Hunter: Tootega Nahi Todega is an Indian-Hindi language web series created and directed by Prince Dhiman and Alok Batra, and produced under Saregama and Yoodlee Films. The series stars Suniel Shetty, Esha Deol, Barkha Bisht, Karanvir Sharma, and Rahul Dev. It is streaming on Amazon Mini TV.

== Premise ==
ACP Vikram Chauhan, a cop with a tragic past, is accused of an aged woman Leena Thomas's death, where he sets out to prove his innocence with the help of Divya.

==Cast==
- Suniel Shetty as ACP Vikram Sinha
- Esha Deol as Divya
- Barkha Bisht as Swati
- Rahul Dev as inspector Hooda Kartoos
- Karanvir Sharma as Inspector Sajid Shaikh
- Pawan Chopra
- Manish Dallvi as Police Constable
- Smita Jayakar
- Mihir Ahuja
- Siddharth Kher
- Rahul Sahu
- Harssh A Singh
- Enakshi Ganguly
- Teena Singh
- Jackie Shroff in a cameo appearance

==Production==
The series was announced by Saregama on Amazon miniTV consisting of eight episodes. Suniel Shetty, Esha Deol, Barkha Bisht Sengupta, Karanvir Sharma, and Rahul Dev were cast to appear in the series.

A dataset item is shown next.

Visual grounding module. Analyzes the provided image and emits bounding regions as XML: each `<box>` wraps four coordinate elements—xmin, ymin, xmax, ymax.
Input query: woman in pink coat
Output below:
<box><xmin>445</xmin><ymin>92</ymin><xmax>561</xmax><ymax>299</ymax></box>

The trailer of the series was released in March 2023.

== Music ==

| No. | Title | Lyrics | Music | Singer(s) | Length |
|---|---|---|---|---|---|
| 1. | "Daiyya Daiyya" | Siddhant Kaushal | Haroon-Gavin | Neha Kakkar | 3:16 |

== Reception ==
Deepa Gahlot for Rediff.com wrote "The show is slick -- that much can be expected these days -- with a lot of bloodshed but mercifully, not too much vulgar swearing."

Archika Khurana of The Times of India wrote "What works in show's favour are the well-choreographed action sequences, which allow the slomos to feel how hard he is beating the sh*t out of people. Suniel Shetty is simply unbeatable at beating people and performing action stunts."

Roktim Rajpal of India Today wrote "Hunter Tootega Nahi Todega features remixed versions of popular Bollywood chartbusters."